While Coinbase is already operating in more than 100 countries, all of those subsidiaries funnel clients to the same U.S. trading platform.
With a 24-hour trading volume of $2.8 billion in the past 24 hours, Coinbase is currently the second-largest spot exchange by volume — although it's a distant second behind Binance, which had 11 times the volume. CoinMarketCap is owned by Binance.
But it is barely in the very lucrative crypto derivatives business with its fledgling Coinbase Derivatives Exchange, a Commodity Futures Trading Commission-regulated platform it acquired in January 2021. That would change with the new global trading venue, which would offer derivatives as well as spot trading, sources told The Block.
An internationally headquartered platform would also offer the company an alternative to the the U.S., which is engaged in a regulatory crackdown that strengthened with the bankruptcy of Sam Bankman-Fried's FTX exchange and redoubled last week with the collapse of three crypto-related banks, including the two most important, Silvergate Bank and Signature Bank.
Follow the Regulations
The new platform would focus on "high-bar regulatory jurisdictions," Coinbase said.
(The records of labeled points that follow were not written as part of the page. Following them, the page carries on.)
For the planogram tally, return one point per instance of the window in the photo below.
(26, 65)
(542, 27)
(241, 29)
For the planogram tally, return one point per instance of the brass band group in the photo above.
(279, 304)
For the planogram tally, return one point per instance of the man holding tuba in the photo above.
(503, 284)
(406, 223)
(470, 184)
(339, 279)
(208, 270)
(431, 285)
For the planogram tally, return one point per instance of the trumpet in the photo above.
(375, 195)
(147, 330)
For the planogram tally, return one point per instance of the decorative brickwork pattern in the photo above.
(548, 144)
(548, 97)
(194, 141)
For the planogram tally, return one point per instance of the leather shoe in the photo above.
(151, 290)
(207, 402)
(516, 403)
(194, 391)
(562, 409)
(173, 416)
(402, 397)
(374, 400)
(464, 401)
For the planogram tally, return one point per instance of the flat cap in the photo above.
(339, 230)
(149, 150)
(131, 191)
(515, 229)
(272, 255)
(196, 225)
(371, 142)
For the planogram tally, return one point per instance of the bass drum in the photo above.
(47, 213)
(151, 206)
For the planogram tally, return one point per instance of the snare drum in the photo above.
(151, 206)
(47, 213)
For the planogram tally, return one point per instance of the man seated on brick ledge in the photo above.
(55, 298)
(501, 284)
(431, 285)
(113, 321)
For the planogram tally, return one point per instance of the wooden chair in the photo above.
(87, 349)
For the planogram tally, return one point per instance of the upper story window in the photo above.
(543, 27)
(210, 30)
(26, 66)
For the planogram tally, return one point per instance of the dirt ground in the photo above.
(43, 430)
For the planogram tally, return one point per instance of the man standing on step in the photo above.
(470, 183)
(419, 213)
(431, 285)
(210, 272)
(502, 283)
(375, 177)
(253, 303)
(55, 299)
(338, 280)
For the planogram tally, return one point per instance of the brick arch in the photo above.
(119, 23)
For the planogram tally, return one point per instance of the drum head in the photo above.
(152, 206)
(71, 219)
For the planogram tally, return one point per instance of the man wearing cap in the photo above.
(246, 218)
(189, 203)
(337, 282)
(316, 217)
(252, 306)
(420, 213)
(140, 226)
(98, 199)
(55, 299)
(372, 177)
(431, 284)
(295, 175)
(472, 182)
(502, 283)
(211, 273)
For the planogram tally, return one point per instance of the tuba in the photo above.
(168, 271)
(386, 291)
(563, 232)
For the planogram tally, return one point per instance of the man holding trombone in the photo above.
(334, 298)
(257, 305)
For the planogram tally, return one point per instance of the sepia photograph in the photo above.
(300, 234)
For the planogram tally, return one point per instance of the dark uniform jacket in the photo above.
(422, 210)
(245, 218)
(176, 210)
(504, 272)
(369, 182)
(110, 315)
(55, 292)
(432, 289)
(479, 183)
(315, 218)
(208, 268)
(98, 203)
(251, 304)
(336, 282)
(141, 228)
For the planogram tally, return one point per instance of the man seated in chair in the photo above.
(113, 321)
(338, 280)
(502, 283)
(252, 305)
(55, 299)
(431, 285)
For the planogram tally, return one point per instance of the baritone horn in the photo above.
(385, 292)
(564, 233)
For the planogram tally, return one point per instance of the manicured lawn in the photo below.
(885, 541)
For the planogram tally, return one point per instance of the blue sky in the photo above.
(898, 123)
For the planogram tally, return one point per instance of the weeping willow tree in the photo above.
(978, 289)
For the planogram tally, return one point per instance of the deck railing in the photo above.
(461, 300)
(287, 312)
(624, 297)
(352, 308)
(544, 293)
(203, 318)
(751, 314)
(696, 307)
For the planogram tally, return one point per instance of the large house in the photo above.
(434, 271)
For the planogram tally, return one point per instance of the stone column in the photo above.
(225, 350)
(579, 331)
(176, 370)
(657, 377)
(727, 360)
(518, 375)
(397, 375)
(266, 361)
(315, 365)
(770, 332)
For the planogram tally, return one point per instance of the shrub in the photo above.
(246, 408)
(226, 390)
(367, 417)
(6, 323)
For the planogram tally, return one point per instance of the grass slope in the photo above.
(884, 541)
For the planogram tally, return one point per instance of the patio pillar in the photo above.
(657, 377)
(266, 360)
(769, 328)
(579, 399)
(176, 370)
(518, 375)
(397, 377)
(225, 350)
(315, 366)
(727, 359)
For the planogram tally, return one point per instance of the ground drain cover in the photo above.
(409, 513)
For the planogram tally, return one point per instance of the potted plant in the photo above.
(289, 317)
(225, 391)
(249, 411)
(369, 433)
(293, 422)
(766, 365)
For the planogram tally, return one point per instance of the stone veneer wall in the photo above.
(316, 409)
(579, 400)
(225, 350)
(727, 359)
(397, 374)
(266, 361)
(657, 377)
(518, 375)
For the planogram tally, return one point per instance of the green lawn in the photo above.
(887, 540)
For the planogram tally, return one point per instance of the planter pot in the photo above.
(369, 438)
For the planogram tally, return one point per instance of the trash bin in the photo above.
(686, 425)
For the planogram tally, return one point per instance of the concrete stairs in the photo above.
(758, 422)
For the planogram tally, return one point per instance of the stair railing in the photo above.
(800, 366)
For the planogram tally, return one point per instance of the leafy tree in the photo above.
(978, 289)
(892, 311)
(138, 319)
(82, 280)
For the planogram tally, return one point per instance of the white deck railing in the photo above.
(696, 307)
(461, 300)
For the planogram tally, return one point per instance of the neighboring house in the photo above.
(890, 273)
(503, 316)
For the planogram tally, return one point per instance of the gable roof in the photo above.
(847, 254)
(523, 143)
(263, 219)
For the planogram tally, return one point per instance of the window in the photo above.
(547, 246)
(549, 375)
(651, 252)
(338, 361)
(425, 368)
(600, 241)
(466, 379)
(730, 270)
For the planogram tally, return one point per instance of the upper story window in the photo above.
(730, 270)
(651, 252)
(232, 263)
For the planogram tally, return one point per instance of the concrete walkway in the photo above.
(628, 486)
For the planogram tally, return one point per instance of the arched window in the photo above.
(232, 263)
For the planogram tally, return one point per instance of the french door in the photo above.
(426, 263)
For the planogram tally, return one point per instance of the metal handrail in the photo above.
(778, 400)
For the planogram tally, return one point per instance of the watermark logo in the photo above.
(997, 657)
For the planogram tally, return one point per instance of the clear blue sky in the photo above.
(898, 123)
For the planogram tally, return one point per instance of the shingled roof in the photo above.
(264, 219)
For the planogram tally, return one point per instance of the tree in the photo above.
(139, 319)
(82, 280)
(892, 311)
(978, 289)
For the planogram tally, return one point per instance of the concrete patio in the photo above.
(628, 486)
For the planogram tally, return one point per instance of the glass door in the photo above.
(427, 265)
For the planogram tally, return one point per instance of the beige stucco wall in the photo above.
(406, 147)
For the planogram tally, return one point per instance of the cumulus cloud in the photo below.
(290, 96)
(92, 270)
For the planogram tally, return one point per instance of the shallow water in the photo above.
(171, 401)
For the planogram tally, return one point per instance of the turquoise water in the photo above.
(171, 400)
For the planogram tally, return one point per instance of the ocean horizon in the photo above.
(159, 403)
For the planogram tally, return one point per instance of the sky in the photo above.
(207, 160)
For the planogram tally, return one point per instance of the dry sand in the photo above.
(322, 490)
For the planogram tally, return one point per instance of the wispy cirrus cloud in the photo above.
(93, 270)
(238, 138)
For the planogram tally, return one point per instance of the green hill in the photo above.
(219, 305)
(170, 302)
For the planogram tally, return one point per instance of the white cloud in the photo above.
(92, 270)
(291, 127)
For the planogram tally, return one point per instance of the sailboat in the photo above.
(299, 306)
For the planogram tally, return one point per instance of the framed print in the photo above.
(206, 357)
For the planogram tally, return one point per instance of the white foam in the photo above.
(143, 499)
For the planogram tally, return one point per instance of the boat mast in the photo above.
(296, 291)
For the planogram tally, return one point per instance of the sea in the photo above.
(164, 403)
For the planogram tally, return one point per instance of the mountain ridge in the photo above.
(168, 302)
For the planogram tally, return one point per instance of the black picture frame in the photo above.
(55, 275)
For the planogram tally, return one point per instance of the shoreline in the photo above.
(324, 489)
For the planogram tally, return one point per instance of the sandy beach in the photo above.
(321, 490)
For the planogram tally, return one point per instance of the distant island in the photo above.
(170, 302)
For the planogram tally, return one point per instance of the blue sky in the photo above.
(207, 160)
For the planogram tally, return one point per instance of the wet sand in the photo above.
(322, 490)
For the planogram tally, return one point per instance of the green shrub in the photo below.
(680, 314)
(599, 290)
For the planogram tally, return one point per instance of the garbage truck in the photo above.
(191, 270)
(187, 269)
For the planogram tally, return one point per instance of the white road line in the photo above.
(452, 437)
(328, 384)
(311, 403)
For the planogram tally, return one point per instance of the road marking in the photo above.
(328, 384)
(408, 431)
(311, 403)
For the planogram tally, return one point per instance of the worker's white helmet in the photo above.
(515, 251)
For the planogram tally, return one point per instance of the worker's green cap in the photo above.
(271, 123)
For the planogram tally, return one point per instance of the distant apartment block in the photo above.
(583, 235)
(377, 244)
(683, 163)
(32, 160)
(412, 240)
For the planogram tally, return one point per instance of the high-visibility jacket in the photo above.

That would include the U.K., SIngapore, and the EU, where the Markets in Crypto Assets (MiCA) regulatory package just passed.
A week after its recent "Go Broad, Go Deep" announcement, Coinbase pointed to the U.K. as a potential global crypto hub.
It said that recent moves by the Treasury and Exchequer show "that they are delivering on this commitment and recognise that digital assets and crypto will be a central pillar to future-proofing the competitiveness of the UK's financial centers."
Other destinations mentioned as aiming to become crypto hubs in the "Go Broad, Go Deep" announcement were Brazil, the UAE, Australia, Hong Kong, Switzerland, Bermuda and Japan.
"The U.S. risks falling behind both technologically and politically."
He has clashed with regulators several times recently, notably over a number of issues related to the Securities and Exchange Commission's (SEC) claim that nearly every cryptocurrency is a security.